Ma la battaglia contro l’estremismo e tutt’altro che finita: tutti sanno delle
migliaia di giovani tunisini arruolati nell’Isis. Il 70% è stato addestrato in
Libia e ogni giorno le forze di sicurezza combattono contro i jihadisti tra le
montagne di Kasserine e al confine libico. Il controllo della regioni alla
frontiera con la Libia o l’Algeria però è quasi impossibile soprattutto perché
dopo la fine del regime benalista si sono incrinate le vecchie solidarietà di
clan. E il contrabbando di merci, armi ed esseri umani, la fa da padrone. Come
un tempo, solo che il controllo è sempre più in mano a organizzazioni legate ai
libici e alla formazioni radicali. Una cifra la dice lunga: si calcolava
qualche anno fa che il 40% del Pil tunisino venisse dal commercio informale con
la Libia, ovvero dal contrabbando. Si sente una certa nostalgia di Stato forte
o quanto meno di uno Stato che sia stabilmente il maggiore distributore delle
risorse oltre che il garante della sicurezza.
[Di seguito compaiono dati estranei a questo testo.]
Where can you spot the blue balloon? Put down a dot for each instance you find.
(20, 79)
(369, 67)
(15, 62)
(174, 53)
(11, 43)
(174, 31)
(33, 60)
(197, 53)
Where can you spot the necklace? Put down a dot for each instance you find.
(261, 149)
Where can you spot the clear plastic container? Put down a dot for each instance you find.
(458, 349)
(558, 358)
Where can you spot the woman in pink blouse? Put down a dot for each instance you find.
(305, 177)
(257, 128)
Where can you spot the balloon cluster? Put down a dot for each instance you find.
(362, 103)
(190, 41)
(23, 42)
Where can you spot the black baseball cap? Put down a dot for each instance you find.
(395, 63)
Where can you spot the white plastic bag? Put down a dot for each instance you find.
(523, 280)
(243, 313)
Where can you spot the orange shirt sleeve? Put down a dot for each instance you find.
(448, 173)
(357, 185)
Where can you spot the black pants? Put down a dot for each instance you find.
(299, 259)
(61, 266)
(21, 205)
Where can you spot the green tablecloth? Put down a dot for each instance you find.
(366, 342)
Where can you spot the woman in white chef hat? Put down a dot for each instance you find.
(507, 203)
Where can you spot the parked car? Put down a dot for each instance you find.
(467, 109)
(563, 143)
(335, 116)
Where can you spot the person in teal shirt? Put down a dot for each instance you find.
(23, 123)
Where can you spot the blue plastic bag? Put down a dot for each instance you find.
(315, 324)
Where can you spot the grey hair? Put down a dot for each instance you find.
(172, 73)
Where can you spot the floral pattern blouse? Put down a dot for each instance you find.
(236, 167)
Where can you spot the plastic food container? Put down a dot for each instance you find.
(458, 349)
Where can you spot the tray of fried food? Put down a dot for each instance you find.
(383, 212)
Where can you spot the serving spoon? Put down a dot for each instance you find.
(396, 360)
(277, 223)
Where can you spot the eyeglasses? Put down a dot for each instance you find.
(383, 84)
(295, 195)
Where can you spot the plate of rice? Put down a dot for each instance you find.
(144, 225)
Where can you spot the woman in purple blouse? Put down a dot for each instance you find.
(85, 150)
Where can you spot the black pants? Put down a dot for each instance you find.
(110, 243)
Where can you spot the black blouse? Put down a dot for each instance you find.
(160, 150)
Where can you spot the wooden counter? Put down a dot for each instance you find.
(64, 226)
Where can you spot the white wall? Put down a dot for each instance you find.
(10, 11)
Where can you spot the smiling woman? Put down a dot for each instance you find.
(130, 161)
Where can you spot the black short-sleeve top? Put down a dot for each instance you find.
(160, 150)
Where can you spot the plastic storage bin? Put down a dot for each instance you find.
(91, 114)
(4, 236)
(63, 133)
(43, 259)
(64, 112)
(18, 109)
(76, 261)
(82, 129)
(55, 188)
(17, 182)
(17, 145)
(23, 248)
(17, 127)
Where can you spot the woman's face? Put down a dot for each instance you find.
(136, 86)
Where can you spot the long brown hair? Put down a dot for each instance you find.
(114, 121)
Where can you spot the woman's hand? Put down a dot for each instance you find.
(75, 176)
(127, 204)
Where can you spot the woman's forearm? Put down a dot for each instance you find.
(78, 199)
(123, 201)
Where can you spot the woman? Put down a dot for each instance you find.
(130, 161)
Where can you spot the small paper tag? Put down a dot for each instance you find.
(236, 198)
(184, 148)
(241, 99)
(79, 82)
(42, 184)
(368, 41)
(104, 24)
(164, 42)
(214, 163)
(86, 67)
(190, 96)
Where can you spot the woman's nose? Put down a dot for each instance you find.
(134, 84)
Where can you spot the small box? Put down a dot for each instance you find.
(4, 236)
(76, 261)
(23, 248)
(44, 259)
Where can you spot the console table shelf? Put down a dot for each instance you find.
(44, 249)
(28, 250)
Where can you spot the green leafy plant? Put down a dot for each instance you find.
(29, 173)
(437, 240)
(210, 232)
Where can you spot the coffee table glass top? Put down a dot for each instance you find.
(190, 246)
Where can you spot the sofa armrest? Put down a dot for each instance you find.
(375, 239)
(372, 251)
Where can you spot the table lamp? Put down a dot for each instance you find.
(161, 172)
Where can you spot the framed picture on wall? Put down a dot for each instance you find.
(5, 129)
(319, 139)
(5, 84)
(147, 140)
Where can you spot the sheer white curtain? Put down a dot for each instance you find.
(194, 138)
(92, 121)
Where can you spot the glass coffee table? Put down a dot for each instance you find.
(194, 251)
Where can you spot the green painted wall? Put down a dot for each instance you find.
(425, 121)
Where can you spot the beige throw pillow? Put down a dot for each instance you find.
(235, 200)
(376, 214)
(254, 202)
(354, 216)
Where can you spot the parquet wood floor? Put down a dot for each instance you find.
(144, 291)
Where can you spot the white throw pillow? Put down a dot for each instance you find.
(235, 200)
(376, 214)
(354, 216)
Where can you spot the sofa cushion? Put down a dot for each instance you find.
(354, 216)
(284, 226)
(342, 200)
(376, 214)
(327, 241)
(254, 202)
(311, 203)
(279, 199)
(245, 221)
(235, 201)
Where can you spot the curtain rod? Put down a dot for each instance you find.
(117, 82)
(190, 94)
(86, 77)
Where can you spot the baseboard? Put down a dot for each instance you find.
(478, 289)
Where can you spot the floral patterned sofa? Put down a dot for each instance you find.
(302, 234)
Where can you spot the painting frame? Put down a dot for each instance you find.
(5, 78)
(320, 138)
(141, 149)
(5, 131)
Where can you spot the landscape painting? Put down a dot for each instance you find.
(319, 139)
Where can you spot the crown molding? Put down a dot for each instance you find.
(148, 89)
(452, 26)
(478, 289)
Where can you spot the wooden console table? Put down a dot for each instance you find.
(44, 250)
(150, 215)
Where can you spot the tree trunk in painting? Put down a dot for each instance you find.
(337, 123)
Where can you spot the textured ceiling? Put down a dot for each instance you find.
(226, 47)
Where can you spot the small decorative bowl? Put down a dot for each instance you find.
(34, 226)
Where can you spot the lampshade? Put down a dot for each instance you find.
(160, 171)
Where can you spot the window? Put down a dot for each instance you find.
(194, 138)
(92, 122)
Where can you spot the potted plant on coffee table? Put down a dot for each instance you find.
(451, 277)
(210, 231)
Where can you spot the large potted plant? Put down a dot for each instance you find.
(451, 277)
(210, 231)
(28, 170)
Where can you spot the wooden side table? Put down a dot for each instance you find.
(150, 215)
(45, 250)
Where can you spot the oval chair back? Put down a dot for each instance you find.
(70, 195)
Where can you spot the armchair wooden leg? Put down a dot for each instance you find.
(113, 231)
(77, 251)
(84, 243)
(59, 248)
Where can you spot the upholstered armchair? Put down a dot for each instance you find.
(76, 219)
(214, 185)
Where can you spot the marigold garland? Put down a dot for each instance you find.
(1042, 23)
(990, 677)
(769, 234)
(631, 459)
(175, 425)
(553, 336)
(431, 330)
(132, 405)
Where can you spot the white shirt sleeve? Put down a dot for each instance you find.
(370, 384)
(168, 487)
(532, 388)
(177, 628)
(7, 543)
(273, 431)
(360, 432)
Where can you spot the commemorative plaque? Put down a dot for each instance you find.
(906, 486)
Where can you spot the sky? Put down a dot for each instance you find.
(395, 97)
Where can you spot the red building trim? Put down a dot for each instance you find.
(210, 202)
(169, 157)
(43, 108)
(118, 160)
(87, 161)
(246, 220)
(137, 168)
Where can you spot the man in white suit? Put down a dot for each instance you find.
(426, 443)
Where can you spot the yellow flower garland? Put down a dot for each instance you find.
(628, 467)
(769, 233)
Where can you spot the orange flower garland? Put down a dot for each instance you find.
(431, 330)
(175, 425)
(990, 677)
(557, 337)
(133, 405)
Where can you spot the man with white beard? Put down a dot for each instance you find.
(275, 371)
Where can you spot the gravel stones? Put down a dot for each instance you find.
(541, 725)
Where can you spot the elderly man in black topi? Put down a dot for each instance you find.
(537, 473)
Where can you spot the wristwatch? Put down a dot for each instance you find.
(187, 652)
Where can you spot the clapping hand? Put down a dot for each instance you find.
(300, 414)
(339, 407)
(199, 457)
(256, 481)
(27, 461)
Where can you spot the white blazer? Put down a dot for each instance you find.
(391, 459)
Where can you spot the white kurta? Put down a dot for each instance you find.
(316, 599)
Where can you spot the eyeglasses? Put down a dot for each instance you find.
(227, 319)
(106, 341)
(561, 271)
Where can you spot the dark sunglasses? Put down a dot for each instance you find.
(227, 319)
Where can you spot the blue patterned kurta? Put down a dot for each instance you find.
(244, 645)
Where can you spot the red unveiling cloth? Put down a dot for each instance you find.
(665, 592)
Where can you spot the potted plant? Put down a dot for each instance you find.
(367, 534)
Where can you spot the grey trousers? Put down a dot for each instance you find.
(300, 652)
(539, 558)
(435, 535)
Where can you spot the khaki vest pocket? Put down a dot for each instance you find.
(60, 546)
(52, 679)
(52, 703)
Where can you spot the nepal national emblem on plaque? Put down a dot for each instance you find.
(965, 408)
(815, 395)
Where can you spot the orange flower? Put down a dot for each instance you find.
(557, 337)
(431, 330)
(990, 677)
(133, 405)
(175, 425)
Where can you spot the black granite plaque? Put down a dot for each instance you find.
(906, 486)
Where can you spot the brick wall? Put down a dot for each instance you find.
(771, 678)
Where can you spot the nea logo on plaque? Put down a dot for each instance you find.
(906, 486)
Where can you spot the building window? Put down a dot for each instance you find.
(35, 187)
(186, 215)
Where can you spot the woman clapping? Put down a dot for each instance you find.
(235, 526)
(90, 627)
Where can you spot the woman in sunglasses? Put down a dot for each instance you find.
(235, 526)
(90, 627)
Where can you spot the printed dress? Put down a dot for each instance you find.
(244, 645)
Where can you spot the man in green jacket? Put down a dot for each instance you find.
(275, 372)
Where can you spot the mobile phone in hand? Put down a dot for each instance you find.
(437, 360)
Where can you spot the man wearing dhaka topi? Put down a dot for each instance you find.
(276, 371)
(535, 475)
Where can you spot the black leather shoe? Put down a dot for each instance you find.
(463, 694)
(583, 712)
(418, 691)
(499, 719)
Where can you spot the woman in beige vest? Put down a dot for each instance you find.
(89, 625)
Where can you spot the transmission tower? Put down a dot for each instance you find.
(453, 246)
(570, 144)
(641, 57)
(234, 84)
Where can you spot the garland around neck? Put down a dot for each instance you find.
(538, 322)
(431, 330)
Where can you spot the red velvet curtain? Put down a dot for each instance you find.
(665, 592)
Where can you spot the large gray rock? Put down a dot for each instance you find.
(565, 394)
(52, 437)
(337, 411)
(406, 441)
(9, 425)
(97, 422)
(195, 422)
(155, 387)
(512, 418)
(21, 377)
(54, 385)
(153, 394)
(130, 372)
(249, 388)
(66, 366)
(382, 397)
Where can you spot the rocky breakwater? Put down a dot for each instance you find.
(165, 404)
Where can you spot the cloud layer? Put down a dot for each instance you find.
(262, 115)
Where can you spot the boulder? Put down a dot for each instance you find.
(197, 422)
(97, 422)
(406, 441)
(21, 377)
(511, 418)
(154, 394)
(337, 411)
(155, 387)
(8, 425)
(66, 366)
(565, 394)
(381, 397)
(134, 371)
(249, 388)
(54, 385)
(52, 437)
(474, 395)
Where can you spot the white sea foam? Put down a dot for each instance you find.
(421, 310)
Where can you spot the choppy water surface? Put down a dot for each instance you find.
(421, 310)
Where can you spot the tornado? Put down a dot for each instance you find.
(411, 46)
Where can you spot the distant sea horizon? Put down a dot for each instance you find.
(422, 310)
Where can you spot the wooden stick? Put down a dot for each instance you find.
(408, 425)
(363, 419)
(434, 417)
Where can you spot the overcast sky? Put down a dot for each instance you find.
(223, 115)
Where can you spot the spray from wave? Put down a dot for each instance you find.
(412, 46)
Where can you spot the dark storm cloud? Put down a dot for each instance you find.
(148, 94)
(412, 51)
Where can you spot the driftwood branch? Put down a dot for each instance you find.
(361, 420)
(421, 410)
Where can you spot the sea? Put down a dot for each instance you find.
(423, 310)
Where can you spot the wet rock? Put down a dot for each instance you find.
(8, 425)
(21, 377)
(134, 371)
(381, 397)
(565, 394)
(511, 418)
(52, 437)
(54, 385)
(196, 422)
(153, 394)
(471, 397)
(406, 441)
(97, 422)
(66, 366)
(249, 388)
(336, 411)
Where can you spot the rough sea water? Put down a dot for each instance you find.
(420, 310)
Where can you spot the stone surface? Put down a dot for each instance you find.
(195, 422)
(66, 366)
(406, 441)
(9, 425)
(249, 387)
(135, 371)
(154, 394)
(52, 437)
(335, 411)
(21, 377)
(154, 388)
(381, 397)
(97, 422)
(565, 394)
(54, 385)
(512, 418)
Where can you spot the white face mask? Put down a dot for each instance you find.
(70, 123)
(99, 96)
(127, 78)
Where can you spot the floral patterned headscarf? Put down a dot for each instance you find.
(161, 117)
La storica tunisina Leila El
Houssi rileva nel suo libro (Il risveglio della democrazia, Carrocci) che
dall’indipendenza dalla Francia negoziata dal carismatico Bourghiba alla caduta
di Ben Ali il Paese è stato caratterizzato da una sorta di «dispotismo paterno»
che con l’ultimo raìs prese derive inaccettabili. Forse non è il caso per la
Tunisia di replicare il passato ma il presente è assai incerto e la paura del
futuro non rende davvero liberi i nostri vicini distanti.